It’s often said that it’s not what you make, but what you save in investment planning. However, what you do with that savings matters. After all, growing your savings takes more than knowing about economics and markets. So, you must also understand the behavioral influences that can make a good plan go awry. So, stay the course during rough times by In taking a disciplined approach. For example, understanding your internal biases toward fear and greed is important in keeping you out of typical investor traps.
In Investment Planning:
- Consider both what you need and your comfort with risk in building your investment strategy. In other words, you don’t want to sell in a downturn because you were too aggressively invested for your comfort level.
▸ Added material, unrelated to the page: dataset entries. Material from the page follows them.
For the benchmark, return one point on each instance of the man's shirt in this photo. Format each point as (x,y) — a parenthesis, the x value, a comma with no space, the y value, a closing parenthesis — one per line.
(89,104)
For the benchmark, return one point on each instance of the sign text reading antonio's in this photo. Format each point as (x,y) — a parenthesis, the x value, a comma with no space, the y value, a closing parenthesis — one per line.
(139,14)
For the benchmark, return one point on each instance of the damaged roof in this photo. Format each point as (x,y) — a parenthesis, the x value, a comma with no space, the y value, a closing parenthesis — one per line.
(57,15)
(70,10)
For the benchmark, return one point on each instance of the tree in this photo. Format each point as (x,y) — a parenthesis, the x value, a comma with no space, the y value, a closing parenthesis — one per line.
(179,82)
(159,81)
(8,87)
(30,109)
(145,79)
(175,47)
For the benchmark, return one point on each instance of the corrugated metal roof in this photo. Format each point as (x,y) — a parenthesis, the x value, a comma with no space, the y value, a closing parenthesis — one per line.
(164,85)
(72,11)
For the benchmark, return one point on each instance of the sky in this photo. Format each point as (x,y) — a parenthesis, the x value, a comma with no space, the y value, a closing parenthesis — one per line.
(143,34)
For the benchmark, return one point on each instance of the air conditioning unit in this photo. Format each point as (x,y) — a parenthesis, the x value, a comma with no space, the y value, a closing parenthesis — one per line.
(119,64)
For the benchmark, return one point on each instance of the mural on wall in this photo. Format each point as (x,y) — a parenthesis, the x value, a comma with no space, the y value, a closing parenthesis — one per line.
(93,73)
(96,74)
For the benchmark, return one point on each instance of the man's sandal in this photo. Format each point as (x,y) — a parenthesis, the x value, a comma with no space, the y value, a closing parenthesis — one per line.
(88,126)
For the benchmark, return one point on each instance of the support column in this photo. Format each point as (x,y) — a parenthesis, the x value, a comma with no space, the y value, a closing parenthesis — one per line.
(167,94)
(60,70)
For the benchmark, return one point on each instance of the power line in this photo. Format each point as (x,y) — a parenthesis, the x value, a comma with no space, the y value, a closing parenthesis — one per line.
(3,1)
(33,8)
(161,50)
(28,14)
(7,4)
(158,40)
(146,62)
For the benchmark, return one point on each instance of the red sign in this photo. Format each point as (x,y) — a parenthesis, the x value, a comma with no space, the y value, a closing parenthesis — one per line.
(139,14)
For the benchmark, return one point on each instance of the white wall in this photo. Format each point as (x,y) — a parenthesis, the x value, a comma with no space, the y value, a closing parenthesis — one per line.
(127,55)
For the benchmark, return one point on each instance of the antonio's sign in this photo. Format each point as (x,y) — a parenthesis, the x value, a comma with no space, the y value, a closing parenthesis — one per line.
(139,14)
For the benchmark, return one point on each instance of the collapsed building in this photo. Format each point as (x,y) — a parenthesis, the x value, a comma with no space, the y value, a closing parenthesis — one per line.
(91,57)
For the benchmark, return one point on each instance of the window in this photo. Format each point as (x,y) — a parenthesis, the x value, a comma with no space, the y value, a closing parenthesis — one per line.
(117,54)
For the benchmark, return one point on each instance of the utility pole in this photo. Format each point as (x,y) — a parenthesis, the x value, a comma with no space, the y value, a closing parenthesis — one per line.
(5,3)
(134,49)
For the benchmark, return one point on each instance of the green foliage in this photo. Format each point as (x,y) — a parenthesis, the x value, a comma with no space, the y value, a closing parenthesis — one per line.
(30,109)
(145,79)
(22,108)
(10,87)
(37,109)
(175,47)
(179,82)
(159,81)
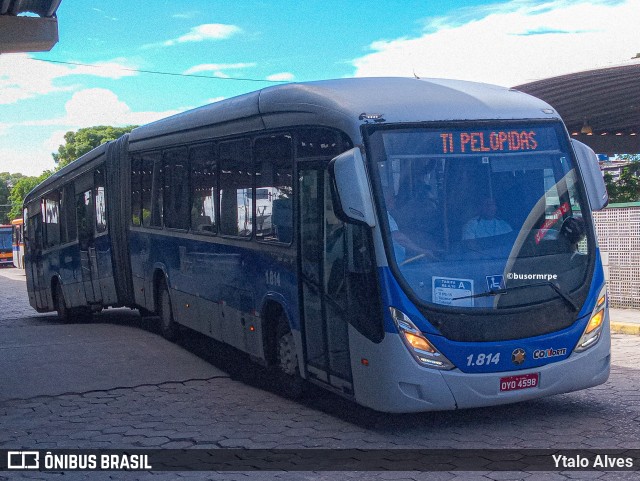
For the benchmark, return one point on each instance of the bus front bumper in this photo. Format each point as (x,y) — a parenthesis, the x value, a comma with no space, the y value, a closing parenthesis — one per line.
(407,387)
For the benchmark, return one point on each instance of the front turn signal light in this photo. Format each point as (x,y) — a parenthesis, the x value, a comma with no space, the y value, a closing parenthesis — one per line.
(593,330)
(418,345)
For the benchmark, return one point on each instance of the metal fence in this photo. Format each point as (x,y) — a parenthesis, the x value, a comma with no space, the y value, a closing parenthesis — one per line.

- Evaluate your portfolio for diversification. For instance, you invest in funds across different asset classes, geographies, sectors and more to keep all of your eggs from being in one basket.
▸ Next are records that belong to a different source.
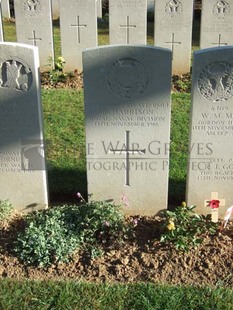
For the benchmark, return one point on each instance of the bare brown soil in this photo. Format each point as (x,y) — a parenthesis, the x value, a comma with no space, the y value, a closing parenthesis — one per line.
(143,258)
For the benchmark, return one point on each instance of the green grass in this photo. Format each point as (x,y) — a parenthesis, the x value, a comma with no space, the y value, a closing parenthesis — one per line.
(64,131)
(75,295)
(103,33)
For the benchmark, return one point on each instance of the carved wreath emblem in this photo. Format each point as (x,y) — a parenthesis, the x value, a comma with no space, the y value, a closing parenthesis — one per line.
(127,78)
(215,82)
(15,76)
(32,6)
(221,9)
(173,8)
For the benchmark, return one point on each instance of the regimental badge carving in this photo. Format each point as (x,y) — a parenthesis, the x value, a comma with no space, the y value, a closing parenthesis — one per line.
(127,78)
(173,8)
(221,9)
(32,6)
(215,82)
(15,76)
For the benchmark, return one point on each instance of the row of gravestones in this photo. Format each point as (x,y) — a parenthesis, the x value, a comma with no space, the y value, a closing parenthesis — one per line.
(128,24)
(127,116)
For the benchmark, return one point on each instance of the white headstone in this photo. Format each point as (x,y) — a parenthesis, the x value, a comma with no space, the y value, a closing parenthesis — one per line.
(22,164)
(1,29)
(210,175)
(127,111)
(34,27)
(5,8)
(78,30)
(127,21)
(99,8)
(56,8)
(216,23)
(173,30)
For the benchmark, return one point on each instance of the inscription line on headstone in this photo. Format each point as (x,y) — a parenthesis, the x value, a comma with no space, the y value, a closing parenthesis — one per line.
(78,26)
(219,43)
(127,26)
(173,42)
(127,152)
(34,39)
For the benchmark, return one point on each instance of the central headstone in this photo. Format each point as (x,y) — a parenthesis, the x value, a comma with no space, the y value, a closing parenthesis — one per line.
(127,21)
(78,22)
(210,176)
(216,23)
(23,178)
(1,29)
(173,30)
(127,111)
(34,27)
(5,8)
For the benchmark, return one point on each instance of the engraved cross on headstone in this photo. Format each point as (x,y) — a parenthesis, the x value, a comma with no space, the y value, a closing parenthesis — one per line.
(127,152)
(219,43)
(173,42)
(127,26)
(214,212)
(34,39)
(78,26)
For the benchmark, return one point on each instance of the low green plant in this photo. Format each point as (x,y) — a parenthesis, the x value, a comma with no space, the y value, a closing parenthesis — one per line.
(185,229)
(46,239)
(98,223)
(56,73)
(54,235)
(6,209)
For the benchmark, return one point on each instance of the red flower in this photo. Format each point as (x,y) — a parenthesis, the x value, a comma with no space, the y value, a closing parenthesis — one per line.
(214,204)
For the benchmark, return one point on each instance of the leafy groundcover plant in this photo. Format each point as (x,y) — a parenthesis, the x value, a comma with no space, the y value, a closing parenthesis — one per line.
(185,229)
(54,235)
(6,209)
- Analyze the effect of the return characteristics of different asset classes (i.e. stocks, bonds, real estate) overtime. With this, and layering on inflation and taxes, you can assess whether you need to be more aggressive or not to reach your goals.
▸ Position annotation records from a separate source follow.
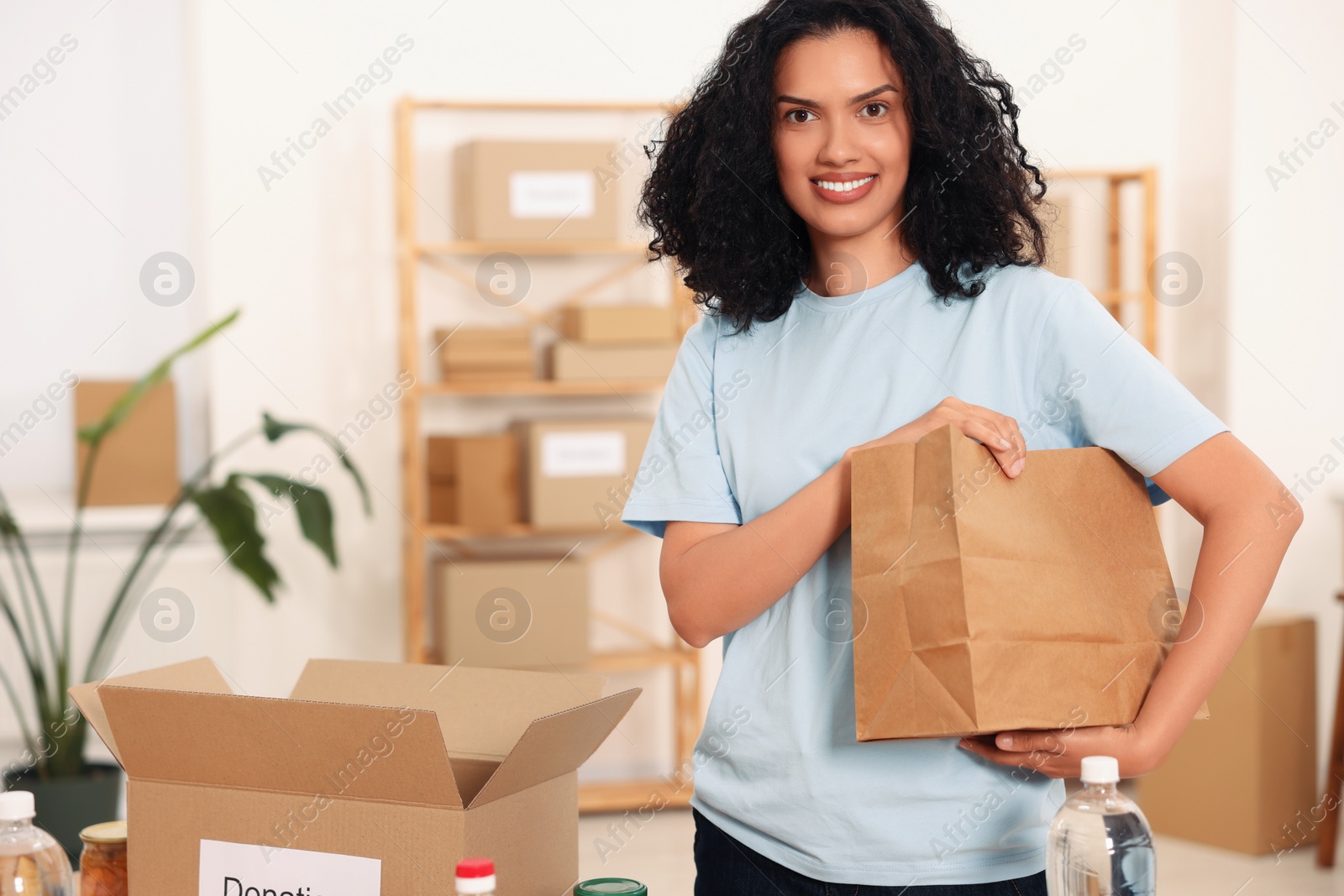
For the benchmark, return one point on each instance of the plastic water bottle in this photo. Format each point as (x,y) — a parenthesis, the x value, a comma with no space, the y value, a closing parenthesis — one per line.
(1100,842)
(476,878)
(31,860)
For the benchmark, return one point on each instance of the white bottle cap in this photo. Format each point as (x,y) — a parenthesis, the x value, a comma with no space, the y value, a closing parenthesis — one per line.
(476,884)
(17,805)
(1100,770)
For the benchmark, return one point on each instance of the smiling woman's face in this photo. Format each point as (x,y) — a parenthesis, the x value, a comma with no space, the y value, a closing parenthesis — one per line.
(840,134)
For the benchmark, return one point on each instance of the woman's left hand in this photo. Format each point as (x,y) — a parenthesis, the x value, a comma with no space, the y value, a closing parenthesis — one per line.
(1059,752)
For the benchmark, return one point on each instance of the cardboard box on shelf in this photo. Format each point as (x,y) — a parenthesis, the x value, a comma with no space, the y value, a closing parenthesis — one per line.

- Review the fees related to each asset in the portfolio. Of course, fees should be in line with the level and quality of management received.
- Assess the location of various assets for tax efficiency. For example, taxes on dividend producing assets can be deferred in retirement accounts
- Study the impact of sequence of return risk. For instance, model lower returns early in retirement to be sure the plan stays intact.
- Understand the taxation and income planning opportunities and impacts. Consider tax loss harvesting, Roth conversions, varying retirement and health plan contributions and more. After all, each of these events have impending tax consequences.